Here are just a few of the characters who will be missed if Florida is idle on Jan. 1. Start with freshman quarterback Kerwin Bell, the Throwin' Mayoan, who was voted the Gators' MVP in Saturday's game after producing 178 yards on just eight completions, including a 96-yard nail-in-Georgia's-coffin TD bomb to wide receiver Ricky Nattiel on the second play of the fourth quarter. Bell hails from the tiny (pop. 891) Florida town of Mayo, hold the jokes. Recruited by only a handful of Division II and III schools, he walked off his parents' tobacco farm and onto Gainesville's practice field last fall and was promptly redshirted. Through an unlikely set of circumstances, Bell subsequently worked his way up from fifth-string obscurity to the starting job before Florida's opener this fall. Since then, he has become the third-rated passer in the country, throwing for 1,380 yards and 13 TDs, and several Mayoans have new television satellite dishes, purchased specifically to watch their native son. "Not much else going on there," says Bell, flashing a grin that by all accounts never leaves his face.

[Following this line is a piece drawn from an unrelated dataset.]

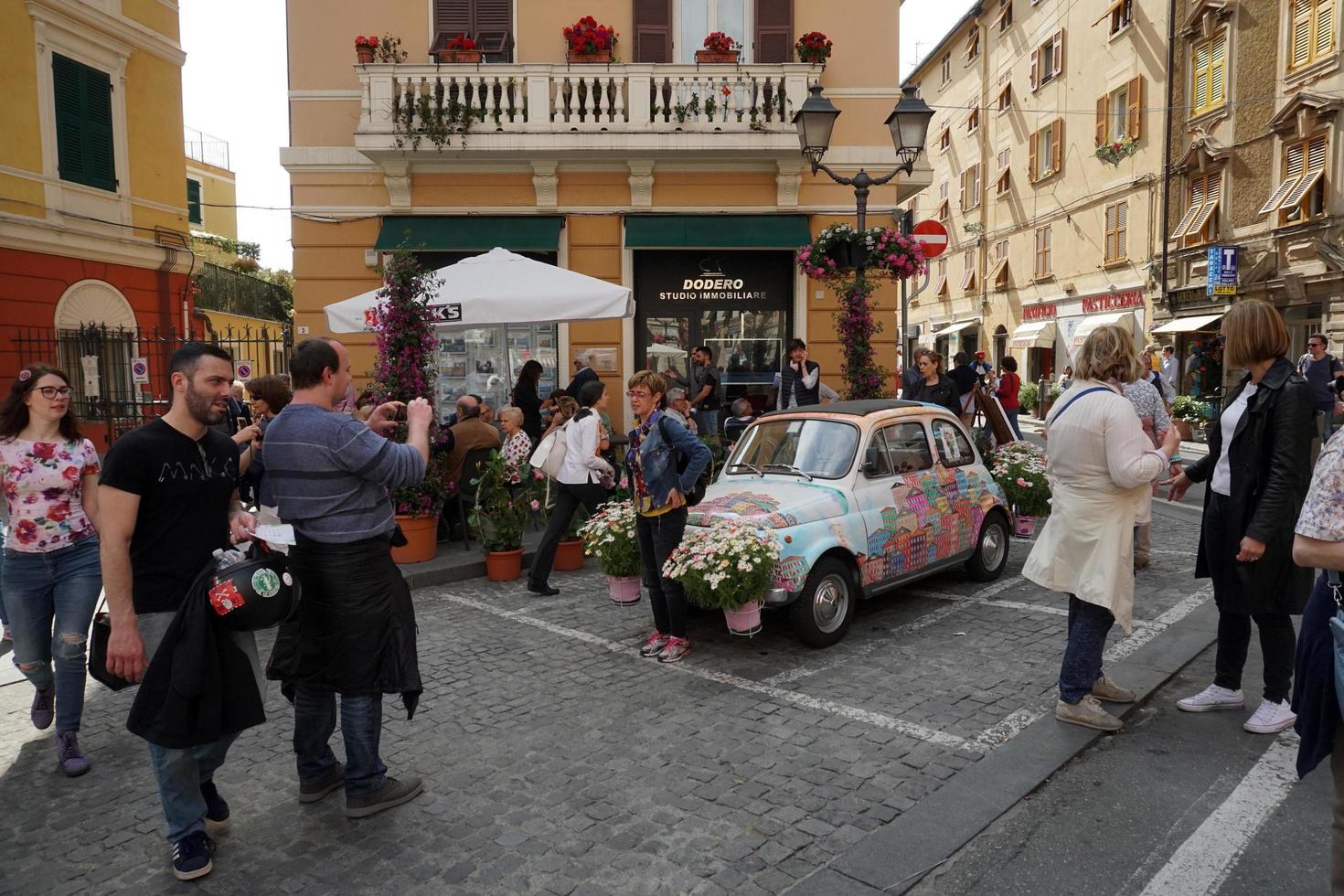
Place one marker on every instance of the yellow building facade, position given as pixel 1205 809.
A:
pixel 621 171
pixel 1046 155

Somewhat less countrified but no less endearing is 293-pound left offensive tackle Crawford Ker, who after the Georgia game greeted his fans in "my Magnum P.I. shirt," a brightly colored Hawaiian number that provided ample view of the arms and chest that help him bench-press 515 pounds. Ker, whose parents came from Scotland before he was born and settled in Philadelphia—"They got a Scottish brogue, I got a Rocky Balboa brogue," he says—spent last summer pushing a pickup truck a mile a day to build his leg strength. His friend Frank Byer sat in the back yelling, "Bill Fralic of Pitt! Bill Fralic of Pitt!" to fire up Ker.
A kindred spirit of Ker's is coach Galen Hall, whose performance is turning the "interim" that officially precedes his title into a profanation. A former Penn State quarterback (1959 through '61) who now looks more like a lineman—"He likes his beer so he blends right in with us," says Ker—Hall is 6-0 since being elevated from offensive coordinator after Pell was fired on Sept. 16.
Pell built this team (by hook and you-know-what-else), but Hall's success in keeping the Gators together cannot be overstated. He brought to Gatorgate exactly what Gerald Ford brought to Watergate—a refreshing change of style after five years of the uptight, secretive Pell. How can anyone not like a coach whose balding pate, mustache, paunch and slight lisp suggest nothing so much as your neighborhood auto mechanic?
"Maybe I am more relaxed than Charley, I don't know," says Galen Good-wrench, who joined Pell's staff last February after having spent 11 seasons as offensive coordinator at Oklahoma. A decision on whether Hall will shed "interim" from his title won't be made for at least a week, but he has been doing such a good job that the KEEP GALEN buttons circulating around Gainesville, including those being passed out by his wife, Elaine, have more than likely become superfluous.
Under Hall, the Gators have turned their troubles to their advantage. "The thing that separates this team from other Florida teams is its complete commitment to succeed despite adversity, this us-against-the-world feeling," says Georgia coach Vince Dooley.
"I see this season like a big brick wall that nobody thought we'd get over," says linebacker Alonzo Johnson, the Gators' big-play man on defense. "Losing Coach Pell, the NCAA violations, injuries, those things. But all along we knew we could climb it, even if no one else did. And now we've got one leg over."